@HiSaturnV I saw that you pushed a new release to Github today. I noticed though that the HW builds you uploaded do not appear to reflect the changes you noted. The SW builds appear to do so.
Gotcha, I think I might've messed up the files. I've recompiled the HW build and edited the release, let me know if the changes are present.
I'm back, and i can confirm that the third .cia posted before the official 1.30v (is it the same?) seems to work perfectly. No crashes after a good 45/60 minutes of gameplay, 3D still works perfectly, and i was able to exit the game normally (which was solved in the previous version).
I didn't get to play a special stage, i assume those still look strange. But if you can overlook that tiny issue, this port is just perfect
Also, i'm testing on O3DS so yes, this runs fullspeed even while using 3D, so go ahead and install it!
edit: the menus on the time attack part of the game look weird! i just found out. Not a dealbreaker, still playable. But there's that
Yea, Time Attack is weird, mainly because the HW backend doesn't fully take palettes into account as of yet.
The Retro Engine is kinda built like an old game console in that graphics loaded need to take into account a limited set (or palette) of 256 colors. Older game consoles had support for paletted textures (which would make implementing something like this trivial), but unfortunately, the 3DS doesn't appear to, at least, in 3DS mode. This is why palette-based effects don't work correctly in the current HW build. If I remember correctly, this is also why some 3DS emulators don't work well with games that use specific palette-based effects. The SW backend, while inefficient, allows these effects to be rendered correctly, by virtue of manually placing each pixel on the screen, checking graphics against the current color palette.
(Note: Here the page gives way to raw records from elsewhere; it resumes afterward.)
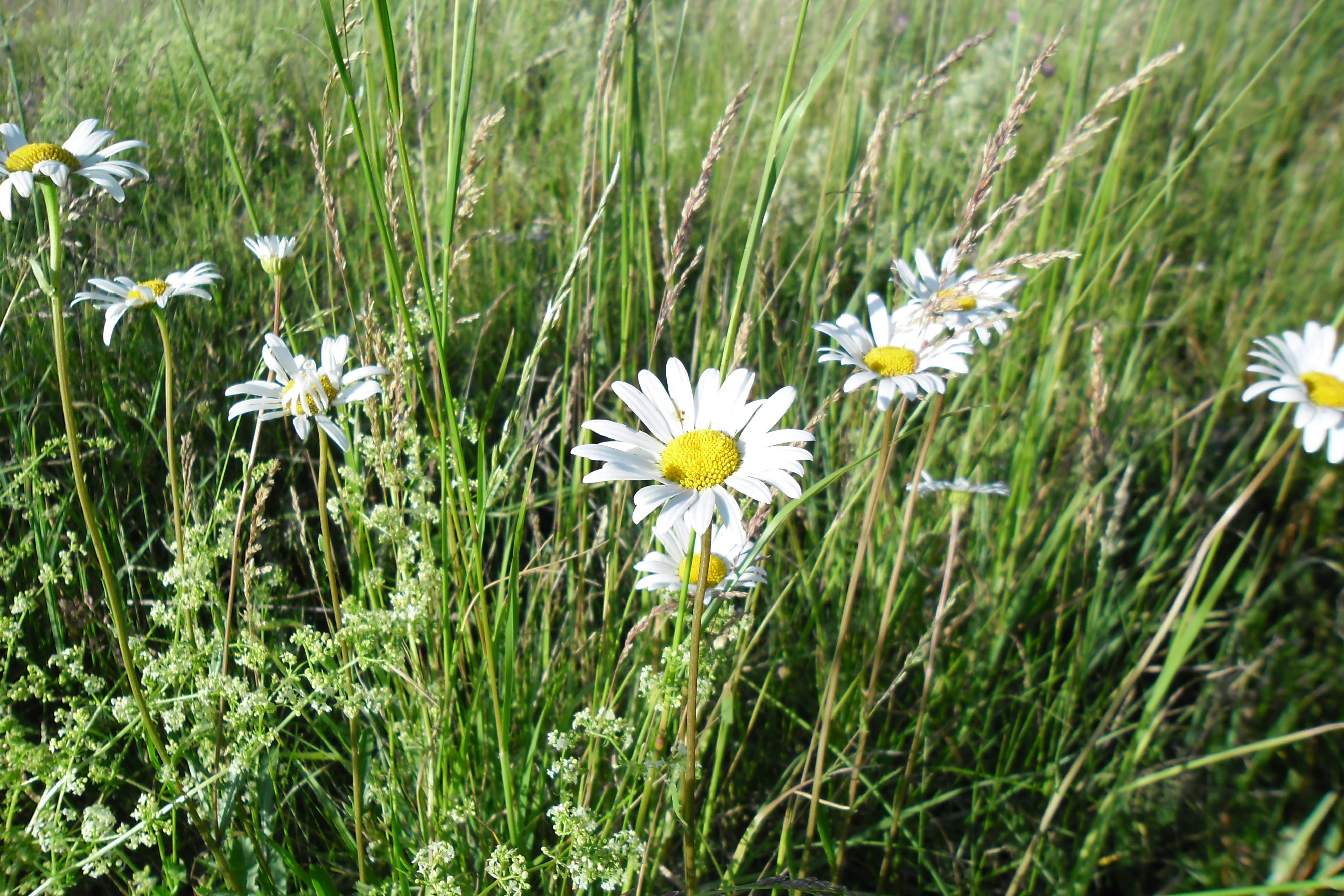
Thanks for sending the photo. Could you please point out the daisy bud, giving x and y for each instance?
(275, 253)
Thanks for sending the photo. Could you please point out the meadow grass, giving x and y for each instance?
(1133, 684)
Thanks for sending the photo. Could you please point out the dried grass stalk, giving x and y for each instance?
(999, 149)
(694, 201)
(1079, 142)
(470, 193)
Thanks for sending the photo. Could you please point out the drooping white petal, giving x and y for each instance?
(22, 182)
(333, 432)
(644, 409)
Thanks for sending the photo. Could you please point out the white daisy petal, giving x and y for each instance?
(644, 409)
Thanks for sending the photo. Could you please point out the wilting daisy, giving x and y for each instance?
(699, 444)
(963, 303)
(900, 353)
(669, 569)
(275, 253)
(961, 484)
(304, 390)
(119, 296)
(83, 155)
(1307, 371)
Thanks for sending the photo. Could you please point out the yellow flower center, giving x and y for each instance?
(718, 569)
(955, 299)
(1324, 390)
(296, 398)
(25, 158)
(701, 460)
(889, 361)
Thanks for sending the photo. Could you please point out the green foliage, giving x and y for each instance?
(507, 702)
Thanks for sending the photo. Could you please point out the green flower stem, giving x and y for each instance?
(109, 578)
(100, 549)
(829, 703)
(693, 695)
(237, 547)
(334, 585)
(174, 472)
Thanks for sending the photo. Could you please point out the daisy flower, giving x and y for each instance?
(901, 353)
(275, 253)
(669, 569)
(1306, 370)
(304, 390)
(119, 296)
(83, 155)
(699, 444)
(963, 303)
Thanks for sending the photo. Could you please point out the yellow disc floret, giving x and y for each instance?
(1324, 390)
(959, 299)
(889, 361)
(25, 158)
(300, 399)
(701, 460)
(718, 569)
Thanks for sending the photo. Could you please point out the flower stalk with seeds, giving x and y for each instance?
(892, 418)
(26, 164)
(277, 258)
(123, 295)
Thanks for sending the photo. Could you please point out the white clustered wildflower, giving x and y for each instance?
(507, 867)
(99, 822)
(607, 726)
(432, 870)
(589, 859)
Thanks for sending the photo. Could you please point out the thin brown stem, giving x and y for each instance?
(693, 684)
(924, 695)
(237, 554)
(829, 702)
(174, 472)
(889, 601)
(334, 586)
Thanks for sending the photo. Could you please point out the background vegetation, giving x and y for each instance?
(488, 593)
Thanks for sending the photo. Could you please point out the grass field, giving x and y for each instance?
(1123, 677)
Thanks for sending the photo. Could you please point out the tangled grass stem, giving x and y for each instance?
(885, 456)
(334, 586)
(52, 206)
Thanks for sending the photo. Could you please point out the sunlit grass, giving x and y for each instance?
(515, 698)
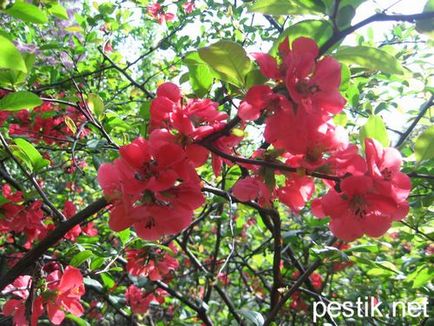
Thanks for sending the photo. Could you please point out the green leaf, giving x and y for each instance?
(124, 236)
(3, 200)
(10, 77)
(424, 146)
(34, 157)
(345, 16)
(80, 258)
(229, 60)
(77, 320)
(27, 12)
(374, 128)
(108, 281)
(426, 26)
(200, 74)
(253, 317)
(96, 263)
(95, 103)
(369, 58)
(59, 11)
(19, 100)
(10, 57)
(71, 125)
(92, 283)
(318, 30)
(421, 276)
(287, 7)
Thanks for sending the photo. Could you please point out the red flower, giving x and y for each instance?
(16, 308)
(156, 11)
(251, 189)
(153, 186)
(139, 300)
(69, 210)
(191, 121)
(296, 192)
(64, 294)
(384, 166)
(358, 210)
(188, 7)
(306, 137)
(156, 264)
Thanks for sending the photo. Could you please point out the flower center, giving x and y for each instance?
(304, 89)
(358, 206)
(387, 174)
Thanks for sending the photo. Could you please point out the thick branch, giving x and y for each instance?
(422, 112)
(295, 287)
(378, 17)
(51, 239)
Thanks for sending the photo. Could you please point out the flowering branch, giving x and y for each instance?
(337, 36)
(51, 239)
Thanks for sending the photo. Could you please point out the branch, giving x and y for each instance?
(32, 179)
(126, 75)
(374, 18)
(274, 165)
(422, 112)
(295, 287)
(51, 239)
(201, 311)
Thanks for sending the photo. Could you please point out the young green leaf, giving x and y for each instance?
(424, 147)
(17, 101)
(59, 11)
(95, 103)
(374, 128)
(200, 74)
(32, 154)
(10, 57)
(318, 30)
(286, 7)
(369, 58)
(27, 12)
(229, 60)
(80, 258)
(426, 26)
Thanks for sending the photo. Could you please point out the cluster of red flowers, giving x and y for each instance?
(298, 123)
(297, 301)
(155, 264)
(89, 229)
(139, 300)
(158, 12)
(19, 218)
(60, 293)
(44, 123)
(154, 185)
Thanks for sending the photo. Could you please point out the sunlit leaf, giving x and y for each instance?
(229, 60)
(27, 12)
(424, 147)
(374, 128)
(369, 58)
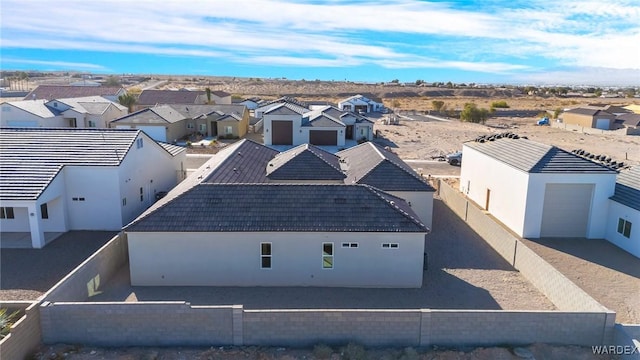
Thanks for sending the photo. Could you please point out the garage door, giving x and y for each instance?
(323, 137)
(566, 210)
(158, 133)
(282, 132)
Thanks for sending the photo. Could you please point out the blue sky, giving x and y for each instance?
(491, 41)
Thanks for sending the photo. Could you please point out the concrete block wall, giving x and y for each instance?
(25, 334)
(309, 327)
(136, 324)
(92, 273)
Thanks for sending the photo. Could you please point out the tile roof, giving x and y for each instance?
(50, 92)
(30, 158)
(628, 188)
(305, 162)
(153, 97)
(368, 163)
(533, 157)
(280, 207)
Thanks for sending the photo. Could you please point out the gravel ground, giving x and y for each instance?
(28, 273)
(479, 280)
(607, 273)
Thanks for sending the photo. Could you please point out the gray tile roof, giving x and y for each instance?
(305, 162)
(30, 158)
(370, 164)
(272, 207)
(533, 157)
(628, 188)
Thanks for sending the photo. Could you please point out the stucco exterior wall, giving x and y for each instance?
(234, 259)
(508, 186)
(604, 188)
(616, 212)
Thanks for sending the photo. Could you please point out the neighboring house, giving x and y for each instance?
(623, 227)
(251, 216)
(289, 124)
(360, 104)
(150, 98)
(590, 117)
(56, 180)
(537, 190)
(51, 92)
(84, 112)
(175, 121)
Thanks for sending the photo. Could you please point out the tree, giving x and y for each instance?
(127, 100)
(473, 114)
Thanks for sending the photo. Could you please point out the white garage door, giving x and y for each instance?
(566, 210)
(158, 133)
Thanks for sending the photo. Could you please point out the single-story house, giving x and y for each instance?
(623, 227)
(56, 180)
(230, 224)
(537, 190)
(52, 92)
(590, 117)
(175, 121)
(360, 104)
(82, 112)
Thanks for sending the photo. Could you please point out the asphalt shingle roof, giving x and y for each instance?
(369, 164)
(305, 162)
(533, 157)
(30, 158)
(270, 207)
(628, 188)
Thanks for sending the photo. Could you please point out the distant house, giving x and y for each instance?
(251, 216)
(289, 124)
(537, 190)
(84, 112)
(175, 121)
(360, 104)
(56, 180)
(590, 117)
(51, 92)
(150, 98)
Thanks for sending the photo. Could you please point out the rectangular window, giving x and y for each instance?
(6, 213)
(44, 211)
(327, 255)
(624, 227)
(265, 255)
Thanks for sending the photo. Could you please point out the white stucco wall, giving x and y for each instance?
(617, 211)
(233, 259)
(508, 187)
(604, 188)
(421, 202)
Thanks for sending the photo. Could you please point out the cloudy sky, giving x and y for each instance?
(484, 41)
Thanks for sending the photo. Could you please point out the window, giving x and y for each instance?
(327, 255)
(7, 213)
(44, 211)
(624, 227)
(265, 255)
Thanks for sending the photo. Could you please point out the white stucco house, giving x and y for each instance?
(537, 190)
(84, 112)
(623, 225)
(252, 216)
(359, 103)
(56, 180)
Thing is, the Retro Engine stores 8 palettes internally, and from what I've seen, these palettes appear to be static. I think caching the graphics against all 8 palettes and creating a reference to the current palette texture index should be enough to implement palette cycling, as well as fix most palette-related issues.
That said, graphics need to be rearranged (tiled/swizzled) to play nice with the 3DS's graphics chip (PICA200), and the current way the HW build does this is kinda inefficient, in that it rearranges graphics in real time. This is part of the reason why load times suck on O3DS. Considering the game's tilesets should all be the same size, I think introducing a lookup table and caching graphics against that should speed things up considerably, as well as make it easier to cache versions of the tileset using all 8 palettes.